Fig. 2: Cassette identity dictates expression and the resistance level of downstream ARCs.

a GFP fluorescence of all 136 pMBA-ARC strains measured by flow cytometry normalized to fluorescence of pMBA control strain. Bars represent the mean and SEM of n = 3 biological replicates. Red bars denote ARCs with non-significant differences. Statistical significance was assessed using a one-way ANOVA followed by Dunnett’s multiple comparison test (fluorescence of each ARC vs fluorescence of pMBA). p-values for all ARCs are listed in Supplementary Data 2). b Distribution of the GFP fluorescence ratios (pMBA-ARC/pMBA) with indication of the mean value and SD, n = 136 cassettes. c Violin plot depicting cassette length distribution of all 136 ARCs.

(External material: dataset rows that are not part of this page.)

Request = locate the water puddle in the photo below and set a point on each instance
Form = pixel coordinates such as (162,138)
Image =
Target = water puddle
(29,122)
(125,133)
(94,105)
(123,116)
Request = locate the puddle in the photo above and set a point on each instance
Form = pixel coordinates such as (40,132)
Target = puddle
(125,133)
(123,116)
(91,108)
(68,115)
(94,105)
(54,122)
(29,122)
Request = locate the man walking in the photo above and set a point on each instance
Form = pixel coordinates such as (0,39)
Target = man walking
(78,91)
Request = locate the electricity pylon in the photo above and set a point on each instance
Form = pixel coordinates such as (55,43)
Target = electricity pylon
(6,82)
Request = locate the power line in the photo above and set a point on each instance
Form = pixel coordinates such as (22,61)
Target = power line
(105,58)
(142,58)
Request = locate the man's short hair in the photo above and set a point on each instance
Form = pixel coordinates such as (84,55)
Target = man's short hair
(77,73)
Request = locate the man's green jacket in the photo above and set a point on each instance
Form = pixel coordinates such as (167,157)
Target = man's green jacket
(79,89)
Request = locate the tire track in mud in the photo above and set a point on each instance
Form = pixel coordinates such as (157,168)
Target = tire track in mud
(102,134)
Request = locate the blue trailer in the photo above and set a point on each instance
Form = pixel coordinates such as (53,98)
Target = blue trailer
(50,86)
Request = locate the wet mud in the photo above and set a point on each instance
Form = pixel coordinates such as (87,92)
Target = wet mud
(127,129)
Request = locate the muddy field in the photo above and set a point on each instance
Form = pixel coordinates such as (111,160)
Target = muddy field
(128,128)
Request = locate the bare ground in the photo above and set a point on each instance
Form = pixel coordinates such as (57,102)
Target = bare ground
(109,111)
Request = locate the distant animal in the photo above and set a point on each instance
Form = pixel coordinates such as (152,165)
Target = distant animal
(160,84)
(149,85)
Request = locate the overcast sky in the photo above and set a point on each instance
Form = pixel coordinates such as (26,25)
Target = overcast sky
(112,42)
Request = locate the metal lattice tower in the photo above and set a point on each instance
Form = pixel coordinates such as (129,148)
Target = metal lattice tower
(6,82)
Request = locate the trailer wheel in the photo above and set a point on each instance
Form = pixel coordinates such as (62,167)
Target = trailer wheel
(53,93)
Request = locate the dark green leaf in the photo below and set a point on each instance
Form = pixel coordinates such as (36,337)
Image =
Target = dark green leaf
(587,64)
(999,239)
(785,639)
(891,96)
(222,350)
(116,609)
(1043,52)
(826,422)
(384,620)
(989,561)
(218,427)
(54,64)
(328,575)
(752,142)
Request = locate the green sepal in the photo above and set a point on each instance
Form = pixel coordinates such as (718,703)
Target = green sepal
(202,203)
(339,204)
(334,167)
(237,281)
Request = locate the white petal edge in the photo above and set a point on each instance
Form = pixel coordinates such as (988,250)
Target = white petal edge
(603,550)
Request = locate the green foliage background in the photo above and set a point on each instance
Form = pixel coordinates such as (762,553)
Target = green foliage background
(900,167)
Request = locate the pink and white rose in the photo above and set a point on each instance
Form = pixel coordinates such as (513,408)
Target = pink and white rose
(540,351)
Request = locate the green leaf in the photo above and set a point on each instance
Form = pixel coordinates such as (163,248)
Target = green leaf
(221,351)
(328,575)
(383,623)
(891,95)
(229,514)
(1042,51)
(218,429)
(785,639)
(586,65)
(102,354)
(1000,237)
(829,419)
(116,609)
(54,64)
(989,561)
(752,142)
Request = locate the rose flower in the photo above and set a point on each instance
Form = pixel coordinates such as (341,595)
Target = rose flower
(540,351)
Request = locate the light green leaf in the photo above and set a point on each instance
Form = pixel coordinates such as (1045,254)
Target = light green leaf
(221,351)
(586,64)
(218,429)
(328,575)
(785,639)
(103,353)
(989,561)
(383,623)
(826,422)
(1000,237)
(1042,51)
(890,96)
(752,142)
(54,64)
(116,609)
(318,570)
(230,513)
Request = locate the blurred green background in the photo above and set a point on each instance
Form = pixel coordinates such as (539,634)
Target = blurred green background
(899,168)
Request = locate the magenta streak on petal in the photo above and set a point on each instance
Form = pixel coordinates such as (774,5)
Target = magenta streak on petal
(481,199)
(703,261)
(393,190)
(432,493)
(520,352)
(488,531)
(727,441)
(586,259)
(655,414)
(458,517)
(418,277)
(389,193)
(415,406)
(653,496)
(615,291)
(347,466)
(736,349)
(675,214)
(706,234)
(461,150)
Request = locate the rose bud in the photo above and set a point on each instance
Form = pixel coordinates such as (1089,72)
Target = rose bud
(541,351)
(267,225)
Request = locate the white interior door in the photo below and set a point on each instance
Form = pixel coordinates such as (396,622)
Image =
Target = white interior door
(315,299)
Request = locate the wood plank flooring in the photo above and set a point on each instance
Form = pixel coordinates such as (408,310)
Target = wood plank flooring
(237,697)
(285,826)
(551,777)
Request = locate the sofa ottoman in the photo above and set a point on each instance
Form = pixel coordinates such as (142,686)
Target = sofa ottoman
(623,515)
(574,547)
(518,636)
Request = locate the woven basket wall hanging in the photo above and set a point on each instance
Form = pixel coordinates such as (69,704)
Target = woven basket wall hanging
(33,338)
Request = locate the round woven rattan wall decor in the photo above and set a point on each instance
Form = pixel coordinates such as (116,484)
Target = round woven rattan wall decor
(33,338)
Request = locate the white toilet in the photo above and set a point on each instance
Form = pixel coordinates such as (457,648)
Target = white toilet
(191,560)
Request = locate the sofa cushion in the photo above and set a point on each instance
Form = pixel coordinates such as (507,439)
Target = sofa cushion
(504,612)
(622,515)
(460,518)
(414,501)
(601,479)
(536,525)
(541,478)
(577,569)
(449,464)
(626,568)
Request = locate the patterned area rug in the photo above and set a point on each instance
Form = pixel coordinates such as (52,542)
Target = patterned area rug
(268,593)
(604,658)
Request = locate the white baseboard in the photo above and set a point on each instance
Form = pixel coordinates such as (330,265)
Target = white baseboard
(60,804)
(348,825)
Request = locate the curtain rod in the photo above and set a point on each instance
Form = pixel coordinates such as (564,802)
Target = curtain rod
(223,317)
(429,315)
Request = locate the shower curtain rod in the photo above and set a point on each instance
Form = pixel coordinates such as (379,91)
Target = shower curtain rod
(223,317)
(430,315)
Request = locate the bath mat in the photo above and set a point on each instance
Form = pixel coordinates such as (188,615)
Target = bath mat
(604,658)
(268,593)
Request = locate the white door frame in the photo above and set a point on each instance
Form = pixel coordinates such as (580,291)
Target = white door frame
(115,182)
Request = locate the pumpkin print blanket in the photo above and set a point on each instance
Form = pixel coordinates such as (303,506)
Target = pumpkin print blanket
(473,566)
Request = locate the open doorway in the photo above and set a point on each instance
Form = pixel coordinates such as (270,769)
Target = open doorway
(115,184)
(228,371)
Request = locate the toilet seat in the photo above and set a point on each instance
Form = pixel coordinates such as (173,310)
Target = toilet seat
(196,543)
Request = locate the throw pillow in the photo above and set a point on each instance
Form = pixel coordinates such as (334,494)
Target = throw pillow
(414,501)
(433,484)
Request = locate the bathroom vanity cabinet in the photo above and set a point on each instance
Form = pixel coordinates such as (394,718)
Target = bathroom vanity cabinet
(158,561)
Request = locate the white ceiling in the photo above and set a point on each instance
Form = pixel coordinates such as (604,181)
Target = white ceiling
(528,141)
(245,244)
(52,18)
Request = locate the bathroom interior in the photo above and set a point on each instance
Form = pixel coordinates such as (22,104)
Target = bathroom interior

Median and quartiles are represented. d Correlation between relative GFP fluorescence levels and ARC length. r indicates Pearson’s correlation coefficient e Relative fluorescence of aacA54, aacA61 and aacA8 cassettes. Bars represent the mean and SD of n = 5 biological replicates. Statistically significant differences were determined using two-sided unpaired t-test, ***P < 0.001; Resistance levels conferred by pMBA_Ø or pMBA carrying the indicated arrays to cefaclor, ertapenem and chloramphenicol. Bars depict the mean and SD of the MIC values of n = 3 independent biological replicates. A red dotted line indicates the clinical breakpoint (EUCAST) for E. coli against the respective antibiotic. Source data are provided as a Source Data file.